I first off want to say hi to everyone in the snowblower community. Hi! 

I have a blower with bald tires. I've searched numerous threads, but cannot come up with a conclusion on how to put pneumatic tires on my blower. 

Here are some pictures

Maybe you can only upload 3 photos?
As you can see, Rim is 7" diameter, tire is about 9 and 1/4" shaft is 3/4", bolt spacing looks to be right at 3".

I can't find any type of retrofit or rim that will work. 

Any help would be much appreciated


----------



## 43128 (Feb 14, 2014)

use goodyear tires on stock ariens rims, the bolt pattern should match up


----------



## Orv (Nov 17, 2015)

43128 said:


> use goodyear tires on stock ariens rims, the bolt pattern should match up



Do you have a part number for the rim that would match? This is a hard rubber tire. I see many different rims in my searches


----------



## 43128 (Feb 14, 2014)

i dont know the part number but basically any tire and rim set from a 10000 series machice with the 3 bolt hub will fit your machine


----------



## Orv (Nov 17, 2015)

This assembly has a 3/4" bore, which would fit the shaft of the snowblower. Do you guys thing it would be a good idea to get this and drill a hole in the shaft? I'm having a hard time finding a set of 3 bolt rims


----------



## skutflut (Oct 16, 2015)

Orv said:


> This assembly has a 3/4" bore, which would fit the shaft of the snowblower. Do you guys thing it would be a good idea to get this and drill a hole in the shaft?

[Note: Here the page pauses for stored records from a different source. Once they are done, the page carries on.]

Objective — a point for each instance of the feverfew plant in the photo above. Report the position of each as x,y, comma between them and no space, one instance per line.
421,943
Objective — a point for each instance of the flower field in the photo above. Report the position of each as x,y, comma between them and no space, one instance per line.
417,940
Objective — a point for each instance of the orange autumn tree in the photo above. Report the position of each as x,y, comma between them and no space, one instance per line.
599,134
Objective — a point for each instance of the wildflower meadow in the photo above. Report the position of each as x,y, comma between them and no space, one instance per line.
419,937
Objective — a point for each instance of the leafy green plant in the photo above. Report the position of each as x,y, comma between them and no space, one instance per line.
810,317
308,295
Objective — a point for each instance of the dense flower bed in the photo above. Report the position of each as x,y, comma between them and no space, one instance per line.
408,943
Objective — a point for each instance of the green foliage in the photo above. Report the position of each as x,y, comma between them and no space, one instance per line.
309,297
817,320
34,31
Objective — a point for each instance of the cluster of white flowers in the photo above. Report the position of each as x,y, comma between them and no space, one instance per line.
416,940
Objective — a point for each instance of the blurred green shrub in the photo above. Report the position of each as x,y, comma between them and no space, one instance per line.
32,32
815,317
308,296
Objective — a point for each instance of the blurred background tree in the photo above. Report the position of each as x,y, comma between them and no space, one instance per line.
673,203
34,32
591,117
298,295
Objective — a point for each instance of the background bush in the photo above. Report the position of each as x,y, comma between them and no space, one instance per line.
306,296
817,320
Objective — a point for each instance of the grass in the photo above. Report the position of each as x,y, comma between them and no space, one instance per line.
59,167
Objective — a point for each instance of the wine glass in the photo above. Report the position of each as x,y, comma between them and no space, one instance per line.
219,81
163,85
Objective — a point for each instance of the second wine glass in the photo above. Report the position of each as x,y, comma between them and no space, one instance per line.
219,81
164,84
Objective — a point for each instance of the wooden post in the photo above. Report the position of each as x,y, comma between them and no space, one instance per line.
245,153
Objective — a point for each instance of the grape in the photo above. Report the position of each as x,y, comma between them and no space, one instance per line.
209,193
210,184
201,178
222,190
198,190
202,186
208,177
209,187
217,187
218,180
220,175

I'm having a hard time finding a set of 3 bolt rims


I think you should try these. You can get the click pins to drop in the holes to lock the wheels to the axle, and keep them in the right place. Make sure to get the right diameter so there is no chance of the axle sliding around inside the wheel shaft and wacking the click pin shart and possibly shearing it over time. 

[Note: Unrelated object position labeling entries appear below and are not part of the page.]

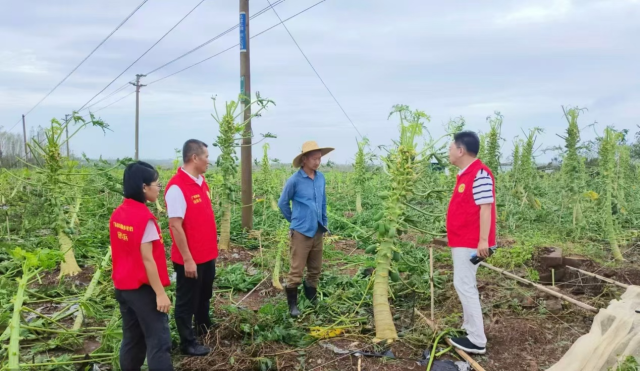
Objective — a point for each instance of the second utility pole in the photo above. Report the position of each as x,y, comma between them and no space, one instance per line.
245,90
138,86
66,129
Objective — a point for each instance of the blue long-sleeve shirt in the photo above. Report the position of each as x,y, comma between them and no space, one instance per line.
309,203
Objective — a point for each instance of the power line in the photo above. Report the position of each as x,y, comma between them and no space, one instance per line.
143,54
189,52
108,96
231,47
260,12
87,57
314,70
112,103
16,124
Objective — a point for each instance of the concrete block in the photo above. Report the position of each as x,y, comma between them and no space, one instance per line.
552,259
575,261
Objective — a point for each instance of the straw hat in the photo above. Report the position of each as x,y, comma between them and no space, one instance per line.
307,147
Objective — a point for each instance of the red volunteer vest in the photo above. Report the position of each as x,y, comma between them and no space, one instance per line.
199,222
463,216
126,229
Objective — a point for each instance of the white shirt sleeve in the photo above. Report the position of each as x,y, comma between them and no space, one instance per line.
483,188
176,204
150,232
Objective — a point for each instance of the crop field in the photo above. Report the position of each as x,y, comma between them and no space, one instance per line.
386,215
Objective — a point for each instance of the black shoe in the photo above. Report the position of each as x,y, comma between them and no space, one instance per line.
202,330
310,293
292,300
466,345
195,350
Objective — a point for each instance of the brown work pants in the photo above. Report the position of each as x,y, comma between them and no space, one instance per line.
305,251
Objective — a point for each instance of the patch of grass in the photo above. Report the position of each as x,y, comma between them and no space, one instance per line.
235,277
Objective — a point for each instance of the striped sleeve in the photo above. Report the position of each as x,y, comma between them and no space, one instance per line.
483,188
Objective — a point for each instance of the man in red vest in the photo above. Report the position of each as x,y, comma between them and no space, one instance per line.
471,227
195,247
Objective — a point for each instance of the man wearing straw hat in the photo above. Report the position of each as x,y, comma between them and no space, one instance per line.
305,190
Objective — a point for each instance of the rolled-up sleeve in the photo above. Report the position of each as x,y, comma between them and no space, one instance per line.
325,220
285,199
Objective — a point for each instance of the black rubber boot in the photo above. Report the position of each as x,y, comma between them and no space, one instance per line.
310,293
292,300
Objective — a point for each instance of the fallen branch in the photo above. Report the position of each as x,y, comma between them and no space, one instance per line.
460,352
542,288
623,285
252,290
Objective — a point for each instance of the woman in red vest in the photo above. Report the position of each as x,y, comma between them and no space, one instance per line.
140,273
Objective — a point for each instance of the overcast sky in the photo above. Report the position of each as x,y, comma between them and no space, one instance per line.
524,58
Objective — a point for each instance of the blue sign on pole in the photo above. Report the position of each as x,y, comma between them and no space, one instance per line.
243,32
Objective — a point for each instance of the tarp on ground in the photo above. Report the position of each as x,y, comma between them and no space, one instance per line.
614,335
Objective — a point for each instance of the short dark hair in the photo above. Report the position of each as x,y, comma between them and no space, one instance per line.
137,174
192,147
469,141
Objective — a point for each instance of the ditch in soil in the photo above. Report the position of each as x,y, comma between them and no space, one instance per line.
521,335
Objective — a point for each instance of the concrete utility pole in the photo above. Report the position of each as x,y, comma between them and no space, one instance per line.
245,89
66,129
138,86
24,133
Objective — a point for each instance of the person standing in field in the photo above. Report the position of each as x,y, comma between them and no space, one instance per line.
195,246
471,227
305,190
140,273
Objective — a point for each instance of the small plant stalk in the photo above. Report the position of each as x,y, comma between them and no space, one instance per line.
90,289
14,325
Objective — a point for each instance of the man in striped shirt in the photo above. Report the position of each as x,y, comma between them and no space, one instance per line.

Verify with the seller that the overall diameter of the tire is 10" to match up to the existing. If it's too small, the blower will sit tilted and screw up the balance, especially if they are too short. Do you have enough room on the shaft between the chassis and what looks like a wider tire so that it doesn't rub against anything on the chassis when its on the shaft with the pin installed? Remember to remove the key from the shaft keyway, and slap a coating of grease on the shaft to prevent it rusting in place.


----------



## nwcove (Mar 2, 2015)

my old sno thro has rims from another unknown blower , with bolts on the inside ( tractor side ). would your situation allow for chains, or studs instead of drilling the axels? maybe post a want ad in the classified section of this forum for a good set of oe tires and rims?


----------



## YSHSfan (Jun 25, 2014)

I think they want a little too much, but here is a set of tires and wheels. (I bought my last set for $15)

Ariens Rims and 4 10x3 50 6 Tires from Older 10M Snow Blower | eBay


----------



## Shryp (Jan 1, 2011)

Check craigslist. You should be able to find a complete broken snow blower with those type of wheels for under $50. Once the engine blows or the front gearbox goes people are practically giving them away.


----------



## Kiss4aFrog (Nov 3, 2013)

Welcome to the forum Orv :white^_^arial^_^0^_


----------



## Orv (Nov 17, 2015)

Alright fellas, I'm ready for snow. Thanks for the help.


----------



## ztnoo (Nov 26, 2015)

Where did you get these wheels/tires and what did they cost you???


----------



## Orv (Nov 17, 2015)

ztnoo said:


> Where did you get these wheels/tires and what did they cost you???


I got them on eBay, they cost like 35 bucks. Free shipping too 

I had to drill holes in the shaft and also drilled holes on the backside of the wheel hub


----------



## Manfjourde (Dec 5, 2015)

Orv said:


> I got them on eBay, they cost like 35 bucks. Free shipping too
> 
> I had to drill holes in the shaft and also drilled holes on the backside of the wheel hub


Any chance you have a link to the tires/wheels?

Also could you explain or post a pic of where you drilled your holes? That would help a lot.


----------